Allerdings sollte diese Bewegung nicht vorschnell als nachhaltige Entwarnung interpretiert werden. Der Rückgang im Ölpreis basiert vor allem auf Hoffnungen auf eine mögliche Deeskalation, nicht auf einer tatsächlichen Lösung des Konflikts . Die geopolitische Lage bleibt weiterhin angespannt, und die strukturellen Risiken sind unverändert vorhanden.

Der Konflikt zwischen den USA, Israel und dem Iran hat bereits massive Auswirkungen auf die globalen Energiemärkte gezeigt. Teilweise wurden wichtige Förder- und Transportinfrastrukturen getroffen, was die Unsicherheit über die zukünftige Versorgung hoch hält . Gleichzeitig bleibt die Straße von Hormus ein zentraler Risikofaktor für den globalen Ölfluss.

Genau hier liegt der entscheidende Punkt für die Märkte: Nicht die aktuelle Bewegung zählt, sondern die Nachhaltigkeit. Solange keine klare politische Lösung oder zumindest eine stabile Deeskalation sichtbar wird, bleibt das Risiko weiterer Preissprünge jederzeit bestehen.

Die aktuelle Erholung könnte daher eher als klassische Gegenbewegung nach einer Übertreibung verstanden werden. Märkte neigen dazu, extreme Bewegungen kurzfristig zu korrigieren, bevor sich eine neue Richtung etabliert.

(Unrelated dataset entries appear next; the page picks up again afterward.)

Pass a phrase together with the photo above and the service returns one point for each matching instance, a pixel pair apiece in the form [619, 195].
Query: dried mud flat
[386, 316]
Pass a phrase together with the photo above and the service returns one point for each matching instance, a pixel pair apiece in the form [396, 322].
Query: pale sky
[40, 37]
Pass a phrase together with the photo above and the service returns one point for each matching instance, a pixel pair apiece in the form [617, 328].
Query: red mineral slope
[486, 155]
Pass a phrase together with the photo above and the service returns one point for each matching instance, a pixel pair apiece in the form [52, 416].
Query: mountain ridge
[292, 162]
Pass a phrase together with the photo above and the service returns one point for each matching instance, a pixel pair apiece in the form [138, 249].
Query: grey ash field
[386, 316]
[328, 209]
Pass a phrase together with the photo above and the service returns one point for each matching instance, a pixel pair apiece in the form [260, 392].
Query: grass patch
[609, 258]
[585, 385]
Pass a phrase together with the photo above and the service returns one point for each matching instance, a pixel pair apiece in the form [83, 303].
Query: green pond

Für den DAX bedeutet das: Die kurzfristige Aufwärtsbewegung ist nachvollziehbar, aber fragil. Sollte der Ölpreis erneut anziehen oder die geopolitische Lage eskalieren, könnte sich die Stimmung schnell wieder drehen.

Insgesamt ist es daher noch zu früh, von einem Ende der Angstbewegung zu sprechen. Vielmehr befinden sich die Märkte aktuell in einer Phase der Neuorientierung, in der Hoffnung und Unsicherheit eng beieinander liegen.